Hydrogel-Based Topical Applications in Microbial Infection Control: A Comprehensive Review

The largest organ in the body, human skin, acts as a remarkable protective barrier that divides the internal environment from the external surrounding. The skin, owing to its multifunctionality, is vital for moisturization, thermoregulation, sensory perception, maintenance of humoral equilibrium, and protection against pathogens. Nonetheless, when this organ is subjected to external influences over an extended period, it can incur considerable strain. As a result, it may become vulnerable to numerous types of stimuli.

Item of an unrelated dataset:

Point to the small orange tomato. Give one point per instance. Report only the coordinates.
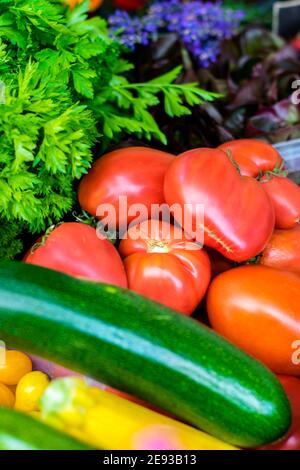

When the skin's integrity is compromised, for example through wound formation, it can serve as a predisposing factor for various diseases.[1] Physical injuries that cause the skin to break or open are called wounds. To restore altered anatomical continuity and compromised functional status, wounds must heal properly. The epidermis. Restoring the integrity and functionality of injured tissues is the goal of the intricate process known as healing. Continuous interactions between cells and the matrix enable wound healing to occur in three overlapping phases: inflammation (3days), cellular proliferation (3–12 days), and remodeling (3–6 months). To restore the anatomical continuity and function of the afflicted part, the fundamental idea behind optimum wound healing is to limit tissue damage and provide sufficient tissue perfusion and oxygenation, appropriate nutrition, and a moist wound healing environment.[2]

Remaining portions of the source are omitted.